Том 2. Рассказы 1892-1909 - Иван Бунин 13 стр.


— Да вы потише! — ласково засмеялся Каменский.

Он ушел в избу, вынес оттуда чугунчик с водой, поставил его на таган около порога и развел огонь. Синий дымок поплыл по двору. Поглядывая на него, Каменский взял из-за верстака кадушку, сел на порог и стал набивать обручи. Стук молотка звонко отдавался в пустой кадке. Подлаживая под этот стук, Гриша пристально шмыгал фуганком по доске. Стружки кремового цвета, красиво загибаясь, падали на пол.

— Вы живете только с матерью? — спросил вдруг Каменский, опуская молоток.

— Нет, и отец часто приезжает, — поспешно ответил Гриша, поднимая запотевшее и возбужденное лицо. — А в городе всегда вместе.

— Он что же — все города украшает?

— Как города украшает?

— Строит дома богатым людям? Созидает Вавилон?

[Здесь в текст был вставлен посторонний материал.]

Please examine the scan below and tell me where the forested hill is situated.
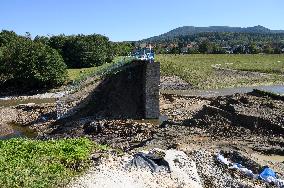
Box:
[142,25,284,41]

— Ах, вот что… Если хотите, да.

— Ну, этого-то я не хочу! — серьезно сказал Каменский.

И, положив в воду картофелю и луку, поправив огонь, опять сел на порог за работу.

— Да, — сказал он задумчиво. — А брат ваш что делает?

— Он только что кончил курс… Теперь служит… то есть работает у патрона.

— Так, — сказал Каменский. — У патрона… А вы тоже думаете этим заняться?

Гриша помолчал.

— Не знаю, — сказал он тихо. Каменский тоже помолчал.

— Это хорошо, что не знаете, — сказал он почти строго и стал задумчиво глядеть вдаль. — Люди все еще идут в Египет за помощью. Но и египтяне — люди, а не бог, и кони их — плоть, а не дух.

И, подняв глаза на Гришу, прибавил:

— И вы будете также… также несчастны и одиноки, если будете не жить, а служить. Вы скоро забудете людей, будете знать только отношения вместо людей, и вам будет очень тяжело…

Гриша вспомнил свою семью и опустил глаза.

— Я испытал это на себе, — опять заговорил Каменский. — Я видел, как растет пропасть между моими поступками и намерениями, как жизнь моя обращается в служение крахмальным рубашкам; видел, как растет пропасть между мной и людьми. И когда я приехал в деревню к своим, где думал начать новую жизнь, я ясно увидел, как велика эта пропасть. Я мог только с крыльца слушать говор и весь этот смутный шум деревни, наблюдать жизнь простых и добрых людей, которых я прежде намеревался учить злым и ненужным делам, думая, что эти дела добрые и нужные дела, — только наблюдать: между нами была пропасть. Я был как человек, стоящий у ручья, которому хотелось пить, но которому сказали, что, прежде чем пить, надо взмутить воду, и он стал пить мутную воду, хотя и знал, что мутить воду было не нужно…

Гриша слушал, стараясь не проронить ни одного слова. «Разве ты теперь-то не одинок?» — хотелось ему сказать. Но, боясь сказать это невпопад, неумело, боясь, что Каменский заговорит с ним как с мальчиком, молчал.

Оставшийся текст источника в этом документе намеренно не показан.